AI tools, like ChatGPT, Copilot, and Gemini are impressive. They’re fast, fluent, and seem to know everything. But when it comes to job ads – they don’t know enough. 

They generate polished text – but not precise, purpose-driven content. We’ve tested them across real hiring cases, and the results are often too generic, missing the mark on tone, context, or compliance. In most cases, they even reinforce bias. 

Here’s what we’ve learned. 

AI is only as good as what it is trained on 

Recruitment data on the internet is full of outdated, biased, or badly written job ads – and that’s what large language models train on. So even when they sound confident, they’re often replicating the very problems we’re trying to fix. 

They don’t know your company, your teams, or your hiring standards. They don’t know what makes a great candidate for this specific role, right now. 

As a result, they often miss the core content a candidate needs to make an informed decision about applying:
– What success looks like in the role
– What skills matter most to the team
– What tone reflects your brand
– What’s legally or inclusively required in your market

A study by our sister company, Develop Diverse found that leading AI tools often generated more biased language than humans. That’s a real concern – especially for companies committed to inclusive hiring or simply looking to attract the most qualified candidates from diverse backgrounds. 

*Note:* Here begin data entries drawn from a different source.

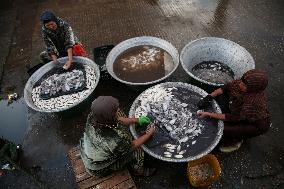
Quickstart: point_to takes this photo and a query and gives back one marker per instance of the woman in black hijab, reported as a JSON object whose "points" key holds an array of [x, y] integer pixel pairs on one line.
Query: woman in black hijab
{"points": [[59, 39], [107, 145]]}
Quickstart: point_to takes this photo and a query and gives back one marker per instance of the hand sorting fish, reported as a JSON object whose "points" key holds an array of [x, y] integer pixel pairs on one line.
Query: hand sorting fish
{"points": [[172, 116]]}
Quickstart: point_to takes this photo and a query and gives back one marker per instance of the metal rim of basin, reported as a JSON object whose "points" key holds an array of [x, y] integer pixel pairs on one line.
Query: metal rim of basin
{"points": [[138, 41], [203, 94], [44, 69], [250, 64]]}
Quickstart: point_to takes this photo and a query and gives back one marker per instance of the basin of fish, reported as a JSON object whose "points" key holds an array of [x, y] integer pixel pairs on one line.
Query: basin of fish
{"points": [[180, 135], [59, 89]]}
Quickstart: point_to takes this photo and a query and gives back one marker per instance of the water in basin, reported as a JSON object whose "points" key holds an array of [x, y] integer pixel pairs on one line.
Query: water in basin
{"points": [[142, 64], [214, 72]]}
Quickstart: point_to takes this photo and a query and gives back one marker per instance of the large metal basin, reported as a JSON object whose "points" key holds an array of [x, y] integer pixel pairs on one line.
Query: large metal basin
{"points": [[138, 41], [236, 57], [47, 67], [205, 142]]}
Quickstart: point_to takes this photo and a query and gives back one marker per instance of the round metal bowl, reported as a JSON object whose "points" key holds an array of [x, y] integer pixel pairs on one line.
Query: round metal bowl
{"points": [[138, 41], [236, 57], [205, 142], [47, 67]]}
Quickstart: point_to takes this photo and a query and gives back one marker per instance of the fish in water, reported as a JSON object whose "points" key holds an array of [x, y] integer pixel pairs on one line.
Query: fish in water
{"points": [[173, 114], [65, 82]]}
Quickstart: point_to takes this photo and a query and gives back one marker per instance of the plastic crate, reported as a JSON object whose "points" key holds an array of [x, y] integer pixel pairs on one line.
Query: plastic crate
{"points": [[212, 161]]}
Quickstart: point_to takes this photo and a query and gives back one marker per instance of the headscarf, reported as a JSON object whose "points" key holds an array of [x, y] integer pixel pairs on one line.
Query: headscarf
{"points": [[47, 16], [256, 80], [252, 104], [103, 110], [255, 101]]}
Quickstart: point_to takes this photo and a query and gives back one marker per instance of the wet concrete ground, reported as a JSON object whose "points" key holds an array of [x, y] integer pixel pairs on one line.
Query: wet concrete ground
{"points": [[256, 25]]}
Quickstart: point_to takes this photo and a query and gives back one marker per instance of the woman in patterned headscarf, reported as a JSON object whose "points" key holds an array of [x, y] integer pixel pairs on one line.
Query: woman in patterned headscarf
{"points": [[244, 106], [107, 145], [59, 39]]}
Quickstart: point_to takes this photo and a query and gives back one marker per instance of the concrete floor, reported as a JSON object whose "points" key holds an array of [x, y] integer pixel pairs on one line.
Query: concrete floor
{"points": [[256, 25]]}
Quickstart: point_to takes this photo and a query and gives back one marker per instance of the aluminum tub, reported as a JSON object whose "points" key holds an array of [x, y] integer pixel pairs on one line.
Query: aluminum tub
{"points": [[47, 67], [138, 41], [236, 57], [206, 141]]}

Can better prompts solve it? 

Prompt engineering is evolving fast. Many teams are getting better at asking the right things – and some are even building their own AI tools. But here’s the catch: most of these tools still run on the same models, with the same blind spots. 

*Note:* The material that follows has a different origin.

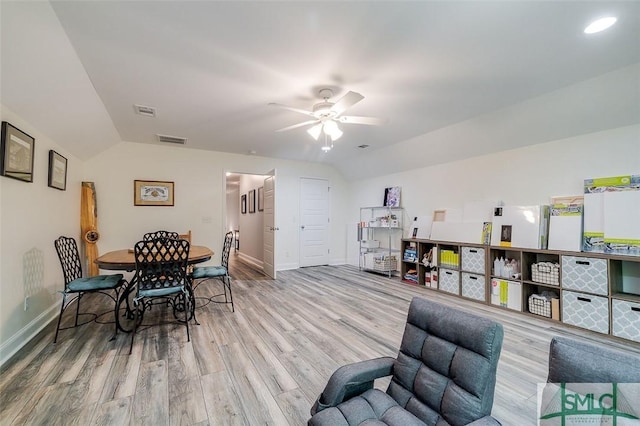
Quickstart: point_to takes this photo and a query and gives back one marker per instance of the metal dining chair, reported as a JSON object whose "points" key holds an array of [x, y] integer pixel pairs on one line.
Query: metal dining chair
{"points": [[76, 286], [202, 274], [161, 234], [161, 279]]}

Even with sophisticated prompt structures (we use them too), you still need: 
– Insights from the hiring manager 
– The right voice for your company 
– Alignment on expectations 
– Human judgment on what truly resonates 

As our data lead Linea puts it: 

“We almost never meet someone who loves writing job ads. Interviews and matching are just way more fun for most TA’s. And it makes sense; the job ad is not as easy to write as many think. The job ad is a way to express the team’s needs. Digging for real needs – not just what we think we need – is actually a demanding task, that takes detailed context awareness which an LLM of course don’t have for your exact role, team of company. Only TAs and hiring managers can bring that to the job ad.  

Candidates will also notice your effort. Every product manager knows the typical responsibilities for that role, but they also know that it can differ quite a lot from company to company. If you fill the job ad with a generic job description, you risk the right candidates not seeing themselves in a poorly described role.”

Job ads aren’t just text 

They’re conversations. Between your company and someone considering a big decision: to join you. 

That requires more than clean grammar or catchy phrases. It takes real understanding – of the role, the context, and the people. 

It starts with structured intake/kick-off: Hiring manager insights, aligned expectations, a clear sense of what success looks like. Then comes tone, compliance, inclusion – and finally, engagement. 

Marketing teams have learned this lesson. Many still use AI, but they’re more intentional about when and how. Talent Acquisition teams are moving in the same direction – especially as scrutiny grows around AI-based hiring tools (including recent lawsuits targeting bias in screening algorithms). 

AI can support the recruitment process. But it can’t replace it. 

Because at the end of the day, hiring is human.